Health Insurance Costs Predicted to Hit 10-Year High

Health care insurance costs are anticipated to hit a 10-year-high in 2024, but many employers are reportedly willing to bite the financial bullet for their workers, according to a recent survey.

Health benefit consultants from Mercer, under the umbrella of Marsh McLennan, in addition to Aon and Willis Towers Watson estimate employers' health care costs will rise from the current 5.4 percent rate to 8.4 percent next year. They attribute it to medical inflation combined with higher demand associated with weight-loss drugs and expensive gene and cellular therapies.

Inflation was at about 3.7 percent in August, still higher than the Federal Reserve's goal of bringing it down to 2 percent. Following numerous interest rate hikes that have brought them to their highest level in two decades, the Fed announced no additional increase.

The short-term benchmark interest rate is predicted to stay above 5 percent next year, according to the New York Times, and should decrease to nearly 4 percent by the end of 2025—but still double the final rate of 2019. Medical inflation typically lags consumer inflation due to contracts and procedure costs decided between hospitals and insurers many months in advance.

Health insurance benefits employers medical inflation
Supporters of national health care legislation demonstrate on their way to the Ritz-Carlton Hotel March 9, 2010, in Washington, D.C. A new survey conducted by health consultants found that health insurance costs may rise to... Win McNamee/Getty Images

The survey of over 1,700 employers, published September 7 by Mercer, found that over two-thirds of employers either do not plan to shift any cost increase to their staff or will pass on less than the expected rise in 2024.

"They don't want to add more financial stress on employees who are also coping with inflation, especially in this time where they're really relying on their health benefits as a way to keep employees working for them," said Beth Umland, Mercer's director of health & benefits research, according to Reuters.

The projected 5.4 percent increase, of which 1 total percentage point is reflected entirely by drugs pertaining to diabetes and obesity, comes from the likelihood that many employers intend to front costs.

"If they made no changes, respondents indicated that the cost for their largest medical plan would rise by an average of 6.6 percent," the report states. "The relatively small difference between the size of the projected increases before and after plan changes indicates that most employers are not making cost-cutting changes to their plans, reflecting concerns about employee healthcare affordability."

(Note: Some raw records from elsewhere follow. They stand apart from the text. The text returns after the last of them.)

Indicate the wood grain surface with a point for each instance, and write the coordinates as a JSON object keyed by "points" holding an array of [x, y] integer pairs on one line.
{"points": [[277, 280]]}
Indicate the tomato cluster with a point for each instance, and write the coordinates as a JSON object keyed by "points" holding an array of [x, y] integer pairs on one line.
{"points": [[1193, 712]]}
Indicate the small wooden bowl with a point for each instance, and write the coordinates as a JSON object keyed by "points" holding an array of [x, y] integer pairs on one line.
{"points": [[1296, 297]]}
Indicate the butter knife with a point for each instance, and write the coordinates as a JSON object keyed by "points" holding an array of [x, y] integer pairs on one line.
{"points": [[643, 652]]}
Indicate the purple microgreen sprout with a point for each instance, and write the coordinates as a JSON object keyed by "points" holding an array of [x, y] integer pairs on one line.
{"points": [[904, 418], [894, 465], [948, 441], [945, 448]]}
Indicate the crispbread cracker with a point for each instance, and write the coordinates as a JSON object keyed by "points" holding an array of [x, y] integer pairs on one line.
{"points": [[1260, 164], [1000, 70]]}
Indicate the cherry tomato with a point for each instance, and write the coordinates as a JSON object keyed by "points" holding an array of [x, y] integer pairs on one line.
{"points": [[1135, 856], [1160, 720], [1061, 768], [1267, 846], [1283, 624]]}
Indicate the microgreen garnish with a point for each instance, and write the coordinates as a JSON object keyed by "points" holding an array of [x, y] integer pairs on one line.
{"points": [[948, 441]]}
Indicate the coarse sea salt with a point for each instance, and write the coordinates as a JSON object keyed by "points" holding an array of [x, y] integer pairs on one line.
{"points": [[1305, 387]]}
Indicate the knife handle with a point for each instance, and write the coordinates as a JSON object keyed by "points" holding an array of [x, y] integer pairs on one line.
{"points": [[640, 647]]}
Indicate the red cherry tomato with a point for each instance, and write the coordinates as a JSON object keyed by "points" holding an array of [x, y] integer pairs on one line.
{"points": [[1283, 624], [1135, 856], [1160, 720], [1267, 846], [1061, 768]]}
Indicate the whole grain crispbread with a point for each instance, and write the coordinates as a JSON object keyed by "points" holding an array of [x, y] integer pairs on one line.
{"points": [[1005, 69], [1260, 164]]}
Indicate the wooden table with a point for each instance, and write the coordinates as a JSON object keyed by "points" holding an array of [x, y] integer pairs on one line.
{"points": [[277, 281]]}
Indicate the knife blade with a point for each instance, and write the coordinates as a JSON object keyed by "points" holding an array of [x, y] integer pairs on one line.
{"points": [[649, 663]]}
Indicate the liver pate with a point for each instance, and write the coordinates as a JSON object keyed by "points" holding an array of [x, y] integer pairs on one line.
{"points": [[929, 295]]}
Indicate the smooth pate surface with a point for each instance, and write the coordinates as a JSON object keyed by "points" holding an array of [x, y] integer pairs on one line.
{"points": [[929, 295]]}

Large employers, or those with 500 or more employees, have been able to avoid trickled-down costs to workers. But smaller employers with between 50 and 499 employees that usually offer full insurance plans reported a higher average initial renewal rate of 7.5 percent.

Employers eating these increases make workers less susceptible to looking for other jobs, the survey notes.

"What happens in times like the ones we're facing now, where the labor market is particularly tight and there is a shortage of jobs...health insurance has become a crucial point of bargaining for many employees," Francesco D'Acunto, an associate professor of finance at Georgetown University, told Newsweek via phone.

More employers are trying to woo competent candidates, or retain the ones they already have, D'Acunto said. That includes some workers agreeing to lower base salaries for positions that offer above-average health insurance plans.

However, these employers don't technically just absorb the higher health care costs. Rather than pass them down to workers in some instances, many companies can pass them to the public at large by setting their prices on goods and services for consumers to increase their own revenues.

D'Acunto described it as "a kind of snowball effect" that will certainly test the strength of the U.S. economy, notably as the Federal Reserve wants to bring down inflation and will focus on every decimal point during a period in which high interest rates are already impacting millions of Americans.

When the "Great Resignation" began in the throes of the COVID-19 pandemic, reasons of low pay, disrespect felt by employees and healthcare were often given for quitting or finding a different position.

A third of part-time and full-time workers who receive health insurance through their employer said they would be very or somewhat likely to quit if they got insurance elsewhere, according to a YouGov poll of 1,400 adults in 2021.

That number was higher than in results found in a Gallup poll the previous year when one in six employees said the same thing.

Currently, workers and labor unions remain heavily in the spotlight due to the ongoing SAG-AFTRA and UAW strikes.

On Thursday, Democratic Senator Bob Casey introduced legislation to extend Medicaid coverage to all children by automatically enrolling them in the federal health insurance program at birth. The bill was drafted following Democrats' urging of President Joe Biden to take action following reports of states disenrolling thousands of Medicaid recipients.

D'Acunto said the drug companies and the providers that conduct medical procedures are part of an oligopoly in which competition is minimal and few firms control goods and services in the medical sphere. It's not like the restaurant industry, for example.

Regulatory action imposed by the federal government could prevent future increases, but he said that would require fortitude and would take time if it did ever occur. He also warned of the potential decrease in the quality of services if such major players in the health care industry were to be regulated.

Newsweek reached out to Mercer via email for comment.

Update 9/22/23, 10:37 a.m. ET: This story was updated with comment from Francesco D'Acunto.